The Kremlin's Guide on How to Keep a Job

Regional leaders appear to be anxious about Sunday's presidential election, even though the outcome is all but set in stone. Perhaps it is because their jobs are on the line.

The Kremlin has asked governors to deliver voter turnout at least 65 percent, Moscow Times Staff Writer Francesca Mereu reported in Friday's issue. If the turnout is too low, election officials are ready to stuff ballot boxes with absentee ballots.

The Kremlin and regional authorities have denied plans to maximize turnout. But a senior election official and voters themselves said people have been pressured to cast absentee ballots at their workplaces or schools, thus allowing employers and professors to make sure that they vote.

What Kremlin proponents of sovereign democracy are seeking is the legitimacy that a high turnout would give to Dmitry Medvedev's victory. Anything less would cast a shadow over his win, they think.

What the Kremlin officials are forgetting is that the election will be questionable regardless of the outcome, with real opposition candidates denied the right to run and state-controlled media heavily biased in its campaign coverage.

Moreover, regional officials appear to be unaware that even Putin and his anointed heir have stopped pretending that the election is a real contest. For example, Putin used a summit of the Commonwealth of Independent States last Friday to introduce Medvedev to the leaders of the other former Soviet republics. To circumvent protocol that a president must be flanked by his prime minister, if anyone, Friday's summit was designated as informal, and Medvedev took his place beside the president. Putin spoke as if Medvedev had already won. "We should not have and we will not have any revolutionary changes, specifically because Dmitry Anatolyevich [Medvedev] is a co-author of the [CIS] policy," Putin said.

In another break in protocol, Medvedev spoke for almost as long as Putin about his plans "if I win the election."

So why are governors scrambling to increase turnout? Perhaps part of governors' job description is to deliver votes and fulfill other Kremlin assignments that maintain the illusion that Russia is a democracy, leaving the Kremlin leadership to enjoy the benefits of this game of pretend without actually having to pretend.

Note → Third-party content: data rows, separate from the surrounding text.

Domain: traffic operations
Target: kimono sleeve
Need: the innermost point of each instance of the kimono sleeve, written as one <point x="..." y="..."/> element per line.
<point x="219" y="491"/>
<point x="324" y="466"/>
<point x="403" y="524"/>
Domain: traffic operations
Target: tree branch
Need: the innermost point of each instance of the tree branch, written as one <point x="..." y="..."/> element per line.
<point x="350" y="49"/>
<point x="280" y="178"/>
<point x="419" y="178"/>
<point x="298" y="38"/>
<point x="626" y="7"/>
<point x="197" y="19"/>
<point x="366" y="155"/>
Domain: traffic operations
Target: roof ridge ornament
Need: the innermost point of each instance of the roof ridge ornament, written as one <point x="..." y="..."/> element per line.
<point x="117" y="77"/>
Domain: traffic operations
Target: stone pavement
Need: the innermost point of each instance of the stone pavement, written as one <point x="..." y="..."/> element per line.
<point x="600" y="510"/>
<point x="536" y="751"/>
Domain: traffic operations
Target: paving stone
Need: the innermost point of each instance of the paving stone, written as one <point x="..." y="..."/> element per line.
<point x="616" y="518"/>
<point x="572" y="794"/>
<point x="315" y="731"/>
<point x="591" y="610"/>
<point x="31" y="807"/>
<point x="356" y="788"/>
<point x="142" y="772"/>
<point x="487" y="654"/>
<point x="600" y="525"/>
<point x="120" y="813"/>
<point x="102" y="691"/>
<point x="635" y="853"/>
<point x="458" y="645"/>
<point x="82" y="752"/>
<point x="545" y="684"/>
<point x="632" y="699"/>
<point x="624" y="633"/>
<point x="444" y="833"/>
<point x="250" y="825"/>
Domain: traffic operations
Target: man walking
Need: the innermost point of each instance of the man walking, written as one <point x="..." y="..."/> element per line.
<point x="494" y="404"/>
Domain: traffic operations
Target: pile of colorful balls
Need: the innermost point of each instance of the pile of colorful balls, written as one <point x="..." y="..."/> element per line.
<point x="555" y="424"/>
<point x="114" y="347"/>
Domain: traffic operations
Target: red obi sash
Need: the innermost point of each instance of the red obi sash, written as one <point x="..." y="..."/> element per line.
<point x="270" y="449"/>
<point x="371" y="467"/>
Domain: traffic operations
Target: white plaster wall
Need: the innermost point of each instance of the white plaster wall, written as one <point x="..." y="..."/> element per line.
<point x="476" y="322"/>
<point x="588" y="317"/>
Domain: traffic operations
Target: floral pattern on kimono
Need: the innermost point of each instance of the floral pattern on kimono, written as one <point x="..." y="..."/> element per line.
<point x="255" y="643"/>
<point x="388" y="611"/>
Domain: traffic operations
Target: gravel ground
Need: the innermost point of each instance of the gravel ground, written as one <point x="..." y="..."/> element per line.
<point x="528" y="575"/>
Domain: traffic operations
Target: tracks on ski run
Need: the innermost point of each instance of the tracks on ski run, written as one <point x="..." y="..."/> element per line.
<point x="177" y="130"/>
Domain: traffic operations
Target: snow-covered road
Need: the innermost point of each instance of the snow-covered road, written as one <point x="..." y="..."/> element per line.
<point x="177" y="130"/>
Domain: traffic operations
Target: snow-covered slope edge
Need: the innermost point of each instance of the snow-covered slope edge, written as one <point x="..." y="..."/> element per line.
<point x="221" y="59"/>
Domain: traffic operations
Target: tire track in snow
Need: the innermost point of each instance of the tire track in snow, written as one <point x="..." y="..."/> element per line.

Governors know what might happen if they fail to deliver. Smolensk Governor Viktor Maslov and Yaroslavl Governor Anatoly Lisitsyn had to step down after their regions posted lackluster results in the State Duma elections in December.

If the current trend continues, then one day the Kremlin will not even have to issue tacit orders on elections. Governors will scramble to fulfill whatever results are projected by opinion polls, especially those conducted by state-owned pollsters.

Perhaps this is the ultimate outcome that the Kremlin is seeking in Sunday's election.